Una nueva denuncia presentada contra el titular del juzgado Civil, Comercial, del Trabajo y de Menores de la Tercera Circunscripción Judicial de la provincia, Francisco Orella marca otro revés para el magistrado que estuvo en la mira de la opinión pública por el conocido caso “Tiago”.

El nuevo caso de corrupción judicial en perjuicio de menores que involucra además del cuestionado juez, al secretario Víctor Portales y a un abogado del foro de las Lomitas, escribano Freddy Peralta.

La denuncia fue presentada en el juzgado de Instrucción de Las Lomitas a cargo de Sergio Rolando López, por prevaricato, incumplimiento de los deberes de funcionario público y asociación ilícita, en el marco de un juicio millonario por el fallecimiento de Carlos Saluk, en un accidente eléctrico en el mes de enero del corriente año en la localidad de Laguna Yema, cuando un operario de la intervención provincial de EDEFOR SA, dejó huérfanos a dos hijos, de 8 años y 3 meses de vida.

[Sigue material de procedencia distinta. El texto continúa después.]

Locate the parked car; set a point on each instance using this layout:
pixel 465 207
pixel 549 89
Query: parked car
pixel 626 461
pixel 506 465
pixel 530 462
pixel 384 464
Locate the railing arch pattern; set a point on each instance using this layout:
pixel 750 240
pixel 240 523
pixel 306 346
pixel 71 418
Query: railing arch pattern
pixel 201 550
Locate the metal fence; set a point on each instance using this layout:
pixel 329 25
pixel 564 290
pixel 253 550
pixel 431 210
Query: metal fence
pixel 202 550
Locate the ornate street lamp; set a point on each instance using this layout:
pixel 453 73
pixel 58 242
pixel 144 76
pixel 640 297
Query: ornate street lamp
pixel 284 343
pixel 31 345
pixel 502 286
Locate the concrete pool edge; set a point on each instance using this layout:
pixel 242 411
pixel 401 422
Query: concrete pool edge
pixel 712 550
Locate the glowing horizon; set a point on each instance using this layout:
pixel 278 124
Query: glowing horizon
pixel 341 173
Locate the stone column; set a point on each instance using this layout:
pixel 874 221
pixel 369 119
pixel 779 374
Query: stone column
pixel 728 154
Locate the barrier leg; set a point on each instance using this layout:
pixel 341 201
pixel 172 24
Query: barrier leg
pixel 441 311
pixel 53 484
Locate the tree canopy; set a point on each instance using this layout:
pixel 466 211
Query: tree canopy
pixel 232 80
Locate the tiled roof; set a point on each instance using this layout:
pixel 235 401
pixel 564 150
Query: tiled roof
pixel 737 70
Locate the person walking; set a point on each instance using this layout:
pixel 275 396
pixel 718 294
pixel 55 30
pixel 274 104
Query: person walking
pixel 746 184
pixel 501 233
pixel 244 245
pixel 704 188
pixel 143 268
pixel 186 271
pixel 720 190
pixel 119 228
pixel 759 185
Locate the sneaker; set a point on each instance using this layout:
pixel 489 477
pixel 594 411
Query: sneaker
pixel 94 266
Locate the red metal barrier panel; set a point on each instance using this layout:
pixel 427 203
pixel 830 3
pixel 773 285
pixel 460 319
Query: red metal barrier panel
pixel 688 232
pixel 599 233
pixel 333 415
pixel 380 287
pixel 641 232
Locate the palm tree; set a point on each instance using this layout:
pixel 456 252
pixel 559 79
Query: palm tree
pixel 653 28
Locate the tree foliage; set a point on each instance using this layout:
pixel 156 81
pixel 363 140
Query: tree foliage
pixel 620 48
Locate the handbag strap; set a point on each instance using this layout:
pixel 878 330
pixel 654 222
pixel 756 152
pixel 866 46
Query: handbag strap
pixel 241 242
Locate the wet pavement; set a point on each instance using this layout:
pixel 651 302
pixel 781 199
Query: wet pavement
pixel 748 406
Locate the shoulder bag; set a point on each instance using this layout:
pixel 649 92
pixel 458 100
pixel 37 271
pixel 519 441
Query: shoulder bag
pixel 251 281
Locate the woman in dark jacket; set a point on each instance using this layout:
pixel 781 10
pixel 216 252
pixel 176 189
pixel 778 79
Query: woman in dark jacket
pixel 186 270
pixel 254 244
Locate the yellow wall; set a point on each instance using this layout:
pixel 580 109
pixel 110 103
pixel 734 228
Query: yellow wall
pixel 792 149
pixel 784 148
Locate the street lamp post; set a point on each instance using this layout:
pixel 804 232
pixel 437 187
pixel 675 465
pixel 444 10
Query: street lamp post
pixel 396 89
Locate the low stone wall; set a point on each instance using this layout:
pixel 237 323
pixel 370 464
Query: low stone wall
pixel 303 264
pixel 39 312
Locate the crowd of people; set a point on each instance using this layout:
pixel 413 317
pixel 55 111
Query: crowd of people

En esas circunstancias es que el denunciante, un abogado del foro local, en representación de los menores, inicio en el mes de febrero el juicio contra la prestaría del servicio eléctrico que en ese momento estaba intervenida, interponiendo la inconstitucionalidad de la ART para reclamar la integralidad de los daños y perjuicios, con una millonaria suma.

Pero el accionar de los denunciados que se dedican a captar casos de esta cuantía económica, en el cual también está implicado un conocido escribano de Las Lomitas, quien convenciendo a la humilde viuda y concubina, que no sabe leer ni escribir, le hizo firmar un desistimiento de la demanda, con la connivencia de los funcionarios judiciales, quien sin más trámite, con grosera violación a las normas de orden público, y procesales, omitieron darle participación al asesor de menores y sin tener en cuenta el contenido del poder especial irrevocable del mandatario, decretaron formalmente la extinción del proceso, para pretender sacar del medio al denunciante y darle vía libre al escribano para así apropiarse de una interesante suma que les ofrecía la compañía aseguradora de riesgo de trabajo y que correspondía únicamente a los menores.

Consideró el denunciante que “llamaba la atención como ciertos colegas, amigos del juez y del secretario conseguían que sus expedientes se movieran en tiempo record, pero jamás imagine que el grado de corrupción judicial estuviera tan enquistado como para creerse intocables y de poder cometer inescrupulosamente groseras violaciones a leyes de orden publico habiendo menores, intereses superiores que deben ser protegidos en todo momento por el justiciable”.

Lo más grave de todo es que con el accionar de esta asociación ilícita entre letrados y funcionarios publicos de Las Lomitas, pone nuevamente en la mira al magistrado y nuevamente involucra a menores de edad.